Intervenire sul sovraffollamento delle carceri è una questione di rispetto della dignità umana
L’Organismo Congressuale Forense (OCF) esprime forte contrarietà rispetto alle recenti dichiarazioni che, secondo quanto riportato dalla stampa, il Sottosegretario alla Giustizia, Avv. Andrea Delmastro Delle Vedove, avrebbe pronunciato al termine delle sue visite nelle carceri di Brindisi e Taranto.
La decisione del Sottosegretario di rivolgersi esclusivamente al personale penitenziario, escludendo deliberatamente qualsiasi dialogo con i reclusi (“la Mecca dei detenuti”), non è in linea con il ruolo istituzionale e anzi può apparire come un tentativo di creare un’inaccettabile frattura ideologica all’interno dell’ordinamento.
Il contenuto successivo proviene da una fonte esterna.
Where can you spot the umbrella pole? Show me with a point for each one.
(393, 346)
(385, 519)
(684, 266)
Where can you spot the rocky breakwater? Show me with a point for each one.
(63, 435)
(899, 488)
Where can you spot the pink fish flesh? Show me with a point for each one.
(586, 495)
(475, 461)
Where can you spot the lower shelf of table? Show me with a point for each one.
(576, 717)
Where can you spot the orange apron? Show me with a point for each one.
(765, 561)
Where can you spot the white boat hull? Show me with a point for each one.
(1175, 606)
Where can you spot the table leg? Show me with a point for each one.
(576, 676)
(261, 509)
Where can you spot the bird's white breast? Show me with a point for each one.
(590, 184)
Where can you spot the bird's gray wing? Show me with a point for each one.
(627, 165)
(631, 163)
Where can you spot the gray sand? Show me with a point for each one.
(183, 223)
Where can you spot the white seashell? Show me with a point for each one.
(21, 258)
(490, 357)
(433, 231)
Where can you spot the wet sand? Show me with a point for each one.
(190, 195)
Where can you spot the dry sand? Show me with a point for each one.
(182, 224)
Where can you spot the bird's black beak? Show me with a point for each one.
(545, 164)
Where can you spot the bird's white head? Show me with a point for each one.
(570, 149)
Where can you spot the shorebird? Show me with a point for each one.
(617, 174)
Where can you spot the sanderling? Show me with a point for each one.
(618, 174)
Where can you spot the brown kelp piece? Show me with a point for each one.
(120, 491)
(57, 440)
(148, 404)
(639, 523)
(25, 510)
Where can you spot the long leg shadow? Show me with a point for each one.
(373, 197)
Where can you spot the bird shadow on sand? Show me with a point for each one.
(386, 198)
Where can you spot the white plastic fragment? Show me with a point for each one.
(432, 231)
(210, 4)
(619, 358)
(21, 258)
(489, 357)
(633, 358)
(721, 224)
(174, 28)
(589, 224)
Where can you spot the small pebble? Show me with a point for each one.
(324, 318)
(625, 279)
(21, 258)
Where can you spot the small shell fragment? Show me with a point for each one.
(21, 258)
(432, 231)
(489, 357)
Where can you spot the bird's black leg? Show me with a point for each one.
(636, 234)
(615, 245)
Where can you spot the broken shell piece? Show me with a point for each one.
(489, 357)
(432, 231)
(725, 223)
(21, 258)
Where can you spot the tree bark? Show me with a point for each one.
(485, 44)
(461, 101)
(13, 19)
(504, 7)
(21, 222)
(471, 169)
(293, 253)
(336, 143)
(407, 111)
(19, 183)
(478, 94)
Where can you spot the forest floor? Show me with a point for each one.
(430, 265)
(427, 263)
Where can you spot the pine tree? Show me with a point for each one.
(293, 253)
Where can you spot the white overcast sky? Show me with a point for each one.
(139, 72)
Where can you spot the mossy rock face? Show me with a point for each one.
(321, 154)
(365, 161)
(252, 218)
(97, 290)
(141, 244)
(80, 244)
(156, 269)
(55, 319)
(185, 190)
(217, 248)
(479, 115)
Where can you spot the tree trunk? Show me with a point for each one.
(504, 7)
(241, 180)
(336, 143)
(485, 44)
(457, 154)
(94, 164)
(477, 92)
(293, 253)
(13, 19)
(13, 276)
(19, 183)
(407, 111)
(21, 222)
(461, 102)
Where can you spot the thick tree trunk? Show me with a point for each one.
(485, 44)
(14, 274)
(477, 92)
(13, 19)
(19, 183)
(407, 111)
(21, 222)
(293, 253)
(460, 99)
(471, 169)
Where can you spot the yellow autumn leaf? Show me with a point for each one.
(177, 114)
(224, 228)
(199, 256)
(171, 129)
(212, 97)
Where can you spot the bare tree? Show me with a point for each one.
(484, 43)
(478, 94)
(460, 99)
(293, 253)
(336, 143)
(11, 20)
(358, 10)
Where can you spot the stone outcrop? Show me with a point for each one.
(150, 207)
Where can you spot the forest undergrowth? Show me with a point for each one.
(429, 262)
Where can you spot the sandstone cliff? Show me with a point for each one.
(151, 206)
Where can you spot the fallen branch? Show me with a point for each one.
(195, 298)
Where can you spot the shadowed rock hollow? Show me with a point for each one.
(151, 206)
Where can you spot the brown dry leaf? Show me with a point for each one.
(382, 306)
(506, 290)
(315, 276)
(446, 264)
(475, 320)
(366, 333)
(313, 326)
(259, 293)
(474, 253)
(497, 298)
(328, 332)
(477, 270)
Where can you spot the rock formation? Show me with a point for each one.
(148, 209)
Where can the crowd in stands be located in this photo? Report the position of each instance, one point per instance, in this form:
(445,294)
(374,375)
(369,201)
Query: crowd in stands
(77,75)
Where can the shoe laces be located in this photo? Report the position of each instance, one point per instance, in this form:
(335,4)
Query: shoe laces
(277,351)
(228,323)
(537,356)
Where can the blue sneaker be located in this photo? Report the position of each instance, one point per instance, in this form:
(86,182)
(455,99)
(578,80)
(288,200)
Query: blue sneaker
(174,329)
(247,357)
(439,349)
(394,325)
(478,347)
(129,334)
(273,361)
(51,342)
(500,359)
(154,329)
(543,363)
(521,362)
Tali dichiarazioni contraddicono apertamente i principi costituzionali di umanità e dignità che devono guidare il trattamento dei detenuti, come sancito dall’art. 27 della Costituzione e come costantemente sostenuto dall’Avvocatura.
Siano esse in attesa di giudizio o condannati, sono persone private della libertà, non della loro umanità: la scelta del Sottosegretario di evitare il confronto e di utilizzare tali espressioni ha l’unico effetto di banalizzarne e disprezzarne le condizioni.
La nostra Costituzione è chiara: ogni persona, indipendentemente dalle sue colpe, ha diritto a un trattamento dignitoso e umano, ed è responsabilità delle istituzioni, e quindi del Ministero della Giustizia, assicurare che ciò avvenga.
Per questo, l’Avvocatura ribadisce il proprio impegno nella difesa dello Stato di diritto e della dignità di ogni persona, principi non negoziabili in una democrazia matura, ribadendo la propria volontà di continuare a vigilare e ad agire affinché questi valori siano rispettati a tutti i livelli istituzionali.
Alla luce di quanto sopra, l’OCF chiede al Ministro della Giustizia, On. Carlo Nordio, di intervenire immediatamente per chiarire la posizione del proprio Dicastero in merito alle suddette affermazioni e per assumere i provvedimenti più opportuni, insistendo ancora una volta sulla necessità dell’avvio di un serio dibattito politico sulle condizioni del sistema penitenziario italiano, che eviti sterili contrapposizioni e si concentri invece sulle reali problematiche, incluso l’allarmante numero di suicidi tra detenuti e agenti.